Want to be an asset to your boss? Start developing the following skills:
1. Serious attention to detail
If you’re the kind of person who notices a single dog hair on a dark carpet in the office, your attention to detail could be an asset to your boss. While your boss doesn’t care about dog hairs, that level of detailed attention means you’re likely to spot something they do care about. For example, you’d likely be the one to spot payroll mistakes or leads that come through the company website without getting segmented.
2. A marketing eye
It’s never too late to learn marketing skills. Investing your time and effort now will make you an asset to any future employer. Regardless of your position, a marketing eye is a valuable asset. For example, say you’re a website developer and you’re tasked with creating a new design for the company’s website. If you don’t know basic marketing strategies, you won’t know how to structure the site to maximize leads and sales. With design skills, you can make the site look great, but good-looking sites don’t automatically convert.
A marketing degree will teach you quickly
Instead of jumping around YouTube looking for marketing geniuses willing to share their secrets, go directly to the source and pursue a marketing degree. Having a degree is the authority that says, “I know what I’m talking about” and will support your position when making suggestions your boss initially rejects. If you don’t have time to head out to a physical campus to earn your degree, you don’t have to. You can find a degree program online, like the Associate’s Degree in Specialized Business offered by the IMBC.edu. Like most courses, this one provides theoretical and practical marketing knowledge.

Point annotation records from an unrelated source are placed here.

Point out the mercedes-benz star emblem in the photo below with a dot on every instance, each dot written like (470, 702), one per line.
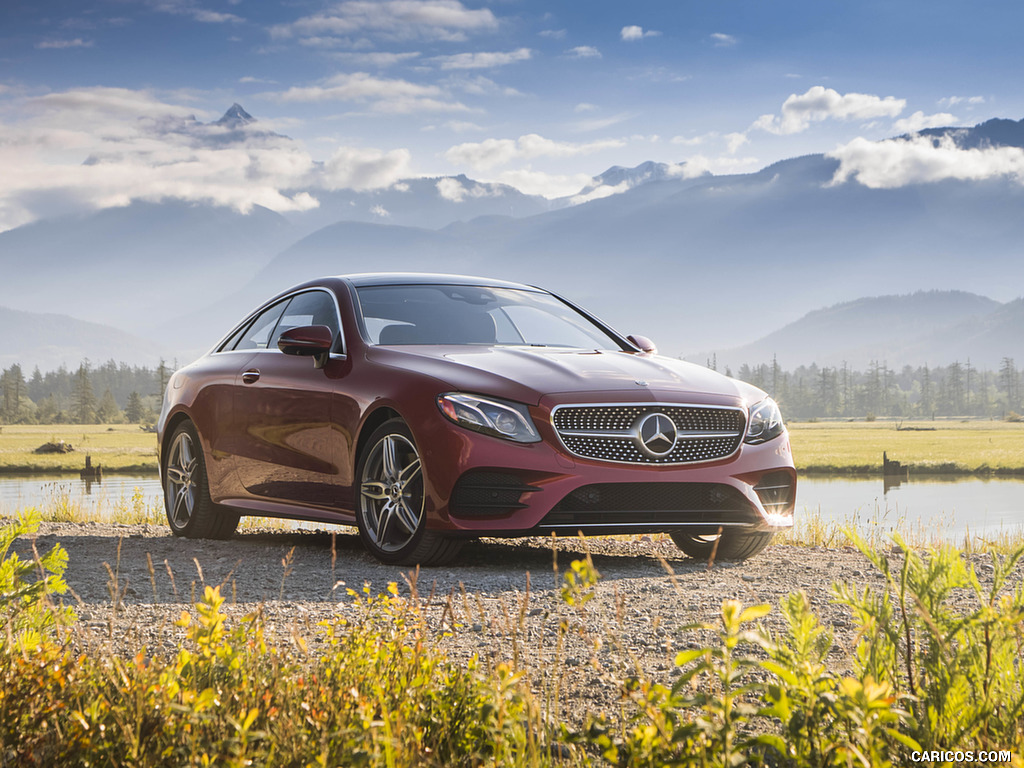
(656, 433)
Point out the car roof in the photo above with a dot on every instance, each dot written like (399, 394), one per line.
(427, 279)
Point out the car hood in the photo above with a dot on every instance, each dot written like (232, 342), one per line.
(527, 374)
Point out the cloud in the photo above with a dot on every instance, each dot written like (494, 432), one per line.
(820, 103)
(920, 121)
(953, 100)
(58, 44)
(453, 189)
(548, 185)
(633, 33)
(385, 95)
(99, 147)
(393, 19)
(351, 168)
(482, 59)
(379, 59)
(920, 160)
(734, 140)
(495, 152)
(189, 8)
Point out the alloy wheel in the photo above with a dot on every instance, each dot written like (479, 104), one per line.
(391, 493)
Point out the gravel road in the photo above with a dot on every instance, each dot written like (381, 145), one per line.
(500, 600)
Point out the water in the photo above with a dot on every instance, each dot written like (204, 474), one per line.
(946, 507)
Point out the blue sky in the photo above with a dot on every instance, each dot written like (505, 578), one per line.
(96, 95)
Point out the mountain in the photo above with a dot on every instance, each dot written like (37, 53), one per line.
(708, 262)
(932, 327)
(430, 203)
(49, 341)
(235, 117)
(138, 265)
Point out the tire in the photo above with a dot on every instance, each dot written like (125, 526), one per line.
(190, 512)
(389, 508)
(732, 545)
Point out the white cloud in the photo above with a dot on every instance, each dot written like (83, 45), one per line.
(953, 100)
(599, 193)
(633, 32)
(918, 160)
(387, 95)
(920, 121)
(58, 44)
(98, 147)
(548, 185)
(463, 126)
(734, 140)
(380, 59)
(483, 59)
(819, 103)
(453, 189)
(495, 152)
(393, 19)
(692, 140)
(351, 168)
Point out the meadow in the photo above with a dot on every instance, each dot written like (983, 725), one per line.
(851, 448)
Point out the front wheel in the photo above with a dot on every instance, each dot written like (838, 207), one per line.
(390, 511)
(732, 545)
(190, 512)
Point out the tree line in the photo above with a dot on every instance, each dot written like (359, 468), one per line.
(956, 390)
(117, 392)
(111, 393)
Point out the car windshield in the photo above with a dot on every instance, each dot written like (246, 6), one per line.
(474, 314)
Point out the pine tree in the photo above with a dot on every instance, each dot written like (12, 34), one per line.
(134, 411)
(108, 411)
(83, 399)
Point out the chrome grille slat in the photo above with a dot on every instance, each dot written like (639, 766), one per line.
(607, 432)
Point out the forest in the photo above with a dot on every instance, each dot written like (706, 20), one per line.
(115, 392)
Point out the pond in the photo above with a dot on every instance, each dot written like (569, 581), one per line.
(946, 507)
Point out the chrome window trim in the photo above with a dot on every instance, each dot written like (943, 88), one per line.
(287, 297)
(630, 434)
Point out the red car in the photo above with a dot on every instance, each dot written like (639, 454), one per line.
(428, 409)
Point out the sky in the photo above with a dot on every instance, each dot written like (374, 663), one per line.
(107, 101)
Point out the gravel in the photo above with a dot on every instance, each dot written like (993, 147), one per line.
(499, 601)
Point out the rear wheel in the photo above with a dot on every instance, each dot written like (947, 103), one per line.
(390, 512)
(732, 545)
(190, 512)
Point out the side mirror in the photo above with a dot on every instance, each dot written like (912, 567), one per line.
(644, 344)
(308, 341)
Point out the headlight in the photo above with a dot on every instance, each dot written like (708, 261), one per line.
(489, 416)
(765, 423)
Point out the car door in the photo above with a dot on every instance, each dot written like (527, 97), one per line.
(287, 450)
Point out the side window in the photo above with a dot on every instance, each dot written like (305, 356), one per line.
(260, 329)
(311, 308)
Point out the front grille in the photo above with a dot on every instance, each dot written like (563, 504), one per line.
(610, 432)
(482, 493)
(628, 505)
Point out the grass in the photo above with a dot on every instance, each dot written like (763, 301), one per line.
(935, 666)
(118, 448)
(819, 448)
(952, 448)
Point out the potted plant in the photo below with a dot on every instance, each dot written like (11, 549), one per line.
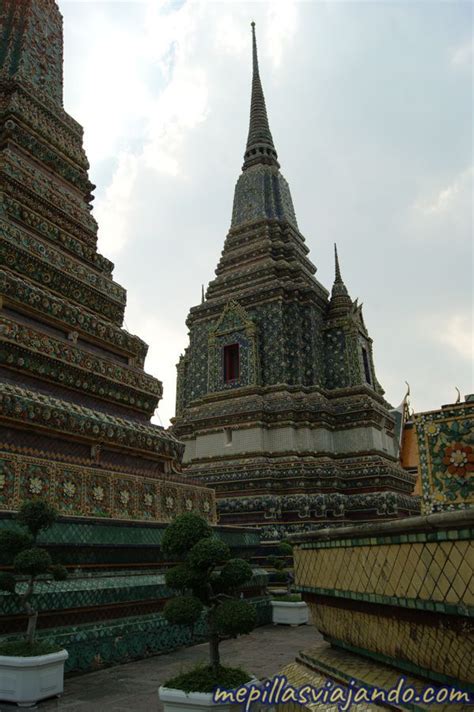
(30, 670)
(288, 608)
(208, 582)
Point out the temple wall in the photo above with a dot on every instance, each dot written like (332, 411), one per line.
(291, 439)
(399, 593)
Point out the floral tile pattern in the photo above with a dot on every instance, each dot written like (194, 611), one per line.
(88, 492)
(446, 447)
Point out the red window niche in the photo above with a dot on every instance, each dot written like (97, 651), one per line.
(231, 362)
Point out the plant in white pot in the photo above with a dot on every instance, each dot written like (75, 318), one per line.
(208, 582)
(288, 608)
(30, 669)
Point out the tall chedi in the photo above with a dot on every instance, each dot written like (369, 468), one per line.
(277, 400)
(75, 402)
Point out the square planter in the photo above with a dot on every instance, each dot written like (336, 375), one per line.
(178, 701)
(27, 680)
(288, 613)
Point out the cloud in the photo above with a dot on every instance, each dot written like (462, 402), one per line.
(112, 210)
(448, 198)
(457, 333)
(462, 56)
(445, 212)
(372, 134)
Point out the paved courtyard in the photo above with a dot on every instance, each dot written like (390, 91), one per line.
(133, 687)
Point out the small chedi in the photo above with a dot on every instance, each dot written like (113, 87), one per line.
(278, 403)
(397, 598)
(75, 401)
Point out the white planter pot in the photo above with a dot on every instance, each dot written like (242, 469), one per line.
(289, 613)
(31, 679)
(179, 701)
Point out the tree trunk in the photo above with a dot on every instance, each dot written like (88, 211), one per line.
(32, 620)
(214, 652)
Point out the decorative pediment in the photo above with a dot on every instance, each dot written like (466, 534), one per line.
(233, 318)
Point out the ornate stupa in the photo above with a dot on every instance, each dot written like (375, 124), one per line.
(278, 403)
(75, 401)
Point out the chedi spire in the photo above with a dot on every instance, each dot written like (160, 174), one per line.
(340, 302)
(260, 147)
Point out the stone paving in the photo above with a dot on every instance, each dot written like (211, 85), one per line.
(133, 687)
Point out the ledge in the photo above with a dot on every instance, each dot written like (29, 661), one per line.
(460, 519)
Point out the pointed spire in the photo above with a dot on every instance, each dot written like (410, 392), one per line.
(338, 278)
(340, 302)
(260, 148)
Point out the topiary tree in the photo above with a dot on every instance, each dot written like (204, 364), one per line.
(208, 581)
(29, 561)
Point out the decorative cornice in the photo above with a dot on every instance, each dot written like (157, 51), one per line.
(19, 291)
(30, 408)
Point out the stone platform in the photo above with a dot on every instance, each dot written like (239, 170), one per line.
(135, 686)
(109, 610)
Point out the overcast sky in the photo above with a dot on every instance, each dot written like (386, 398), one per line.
(371, 109)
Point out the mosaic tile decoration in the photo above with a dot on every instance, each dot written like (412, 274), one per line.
(83, 590)
(323, 662)
(87, 492)
(95, 645)
(430, 575)
(446, 447)
(298, 675)
(443, 652)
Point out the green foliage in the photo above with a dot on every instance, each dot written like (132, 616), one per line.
(213, 579)
(234, 617)
(234, 574)
(285, 548)
(7, 582)
(11, 543)
(33, 562)
(205, 679)
(18, 548)
(58, 572)
(276, 563)
(24, 649)
(183, 610)
(179, 577)
(36, 516)
(208, 553)
(183, 533)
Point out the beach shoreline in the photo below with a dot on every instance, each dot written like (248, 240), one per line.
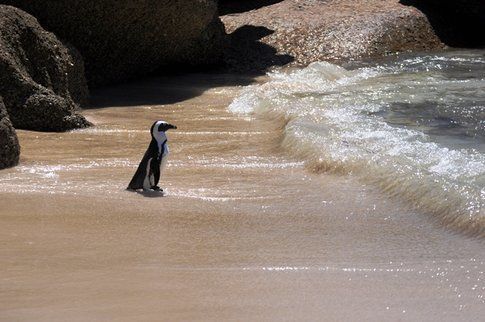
(244, 232)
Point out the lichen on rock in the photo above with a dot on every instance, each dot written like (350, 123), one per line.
(125, 39)
(9, 144)
(39, 77)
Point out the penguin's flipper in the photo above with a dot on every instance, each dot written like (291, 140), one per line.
(140, 174)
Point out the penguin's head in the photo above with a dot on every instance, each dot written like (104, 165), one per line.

You can also learn marketing online for free
As long as you’re discerning with sources, you can learn marketing skills online for free. Make sure the person or company you learn from has a proven track record of success, not just for themselves but for others. Trusting anyone with success is a bad idea. There’s no way to know how much of their marketing they outsourced. For instance, successful internet marketers often promote themselves as marketing masters despite outsourcing the majority of their marketing. If you want to learn marketing skills from people online, look for individuals and companies that get results for other people and not just for themselves.
3. Great problem-solving skills
Problem-solving skills will make you an asset, but not the kind of problem-solving skills you learned in school. The kind of problem-solving skills you need are skills you can use to solve problems nobody else can solve. For example, say your boss complains about a 2% open rate for a recent email blast after the company acquired 1,000 new hot leads at a national conference. Most people would pick apart the subject line and comb the content of the email for spam-triggering keywords. If hardly anyone opened the email, common sense says it either went to their spam folder, they didn’t see the email, or the subject line wasn’t interesting. However, that’s not good enough.
You need the skills to see to the root of an issue
To solve the 2% open rate dilemma at the root, you would need to ask the following questions:
- Was the email sent to everyone on the list?
- If not, why?
It should be an instinct to log into the company’s email marketing account and look at the list of individual contacts your email blast was sent to. If only 50 people out of 1,000 were sent the email, your next step would be to verify whether your new contacts were properly segmented with the correct tag. If your email blast was sent to a specific segment and not individual email addresses, anyone missing the tag would not get the email. If your leads aren’t tagged, then there’s a problem with your automated segmentation wherever your leads signed up. If you can follow trails this deeply, you’ll be an asset to your boss.
4. Flexibility/adaptability
Be flexible with more than just the hours you work. For example, be willing to fill in for other positions or delegate your regular tasks to someone else when your boss wants to put you on an urgent project. Being flexible and adaptable makes you easier to work with, and your boss will know he or she can count on you for the little things.
Nobody is indispensable, but you can still be an asset.
It’s true that no employee is truly indispensable, but you can certainly make yourself a valuable asset to your boss by developing the skills outlined here.